Copyright 1996 Pfeifer-Hamilton Publishers.
(Excerpt on Dinna reproduced with permission from the author.)

 

by

Jim Klobuchar

 

Her snowshoes were soggy with slush. Every fifteen or twenty steps she would stop to remove it. She was tired but careful. She cleaned her snowshoes methodically and lovingly, because while she was doing it she felt movement inside her.

Snowshoeing across a frozen lake wouldn't have been hard for her at another time, when she was trim and nimble. But on this day she was walking across the ice of Lake Saganaga toward a hospital.

In January of 1956 in Minnesota, women were battling city traffic to take the kid to an ice arena. Others were hauling the kid to ballet lessons. Dinna Madsen was snowshoeing across a north-woods lake to have a baby.

Her midwinter journey with an unborn child by dogsled and on snowshoes remains today one of those wilderness epics that never quite ends.
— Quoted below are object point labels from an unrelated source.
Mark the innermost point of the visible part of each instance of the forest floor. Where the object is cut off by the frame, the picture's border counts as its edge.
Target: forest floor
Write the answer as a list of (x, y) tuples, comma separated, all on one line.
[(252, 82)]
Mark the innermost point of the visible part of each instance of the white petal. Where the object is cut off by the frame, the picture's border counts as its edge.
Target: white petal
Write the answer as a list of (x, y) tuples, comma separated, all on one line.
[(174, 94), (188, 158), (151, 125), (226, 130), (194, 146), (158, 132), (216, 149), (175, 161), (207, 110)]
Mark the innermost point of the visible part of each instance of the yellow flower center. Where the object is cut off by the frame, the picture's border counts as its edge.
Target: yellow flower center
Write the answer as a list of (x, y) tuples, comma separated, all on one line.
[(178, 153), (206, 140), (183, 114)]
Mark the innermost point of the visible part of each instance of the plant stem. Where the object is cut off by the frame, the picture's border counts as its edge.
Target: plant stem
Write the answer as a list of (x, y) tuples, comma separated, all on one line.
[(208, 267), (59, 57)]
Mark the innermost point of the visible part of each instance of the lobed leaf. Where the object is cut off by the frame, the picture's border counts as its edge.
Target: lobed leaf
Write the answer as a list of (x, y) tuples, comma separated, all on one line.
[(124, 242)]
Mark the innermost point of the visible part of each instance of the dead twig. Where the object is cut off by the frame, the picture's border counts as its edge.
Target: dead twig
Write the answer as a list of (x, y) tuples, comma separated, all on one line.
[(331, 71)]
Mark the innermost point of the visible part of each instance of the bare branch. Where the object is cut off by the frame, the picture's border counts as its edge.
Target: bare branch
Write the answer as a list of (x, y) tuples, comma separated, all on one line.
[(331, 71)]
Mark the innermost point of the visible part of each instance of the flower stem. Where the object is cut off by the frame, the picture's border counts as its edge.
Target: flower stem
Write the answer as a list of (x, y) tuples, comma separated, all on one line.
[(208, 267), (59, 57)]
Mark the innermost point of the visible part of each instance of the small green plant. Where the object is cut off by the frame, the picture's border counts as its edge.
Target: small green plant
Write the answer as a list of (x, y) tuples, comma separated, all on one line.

Why should it? The child who was born a week later is now thirty-five, a mother of two living in Tacoma, Washington. Dinna's husband is eighty-six, an Englishman who went to North America to trap in the Canadian woods and is still robust, although at the moment he's sunning himself in New Zealand with relatives.

And Dinna Madsen is now seventy but irreversibly Dinna. No one else need apply. On Friday, in the soft air of an autumn day at the lakeside resort on Saganaga, she made out a grocery list for the boat trip and sixty-mile drive down the Gunflint Trail to Grand Marais. She was in good voice. She's almost always in good disposition. So she reminisced.

"Six miles across that lake," she said. "It's a piece of cake in September. It wasn't like that in January of 1956. That was an adventure, that's for sure."

The sparse and windburned clan of lake dwellers on the Minnesota-Canada border is made of individualists. Dinna may be a little more individual than most. She and her life link the wilderness frontier with the space age. She doesn't sound historic. She is saucy and jubilant. She is talkative and more or less imperishable. 

She is Dinna.

In January of 1956 she was going to give birth in about a week. It was the kind of winter to send the wolves to Florida. It already had piled up more than 100 inches of snow and a stretch of cold weather in which the cabin squatters would cheer when the temperature got above twenty below zero. Art Madsen got squirmy about Dinna's due date. "You ought to go to Duluth early to give yourself some leeway in case the roads are bad," he said. 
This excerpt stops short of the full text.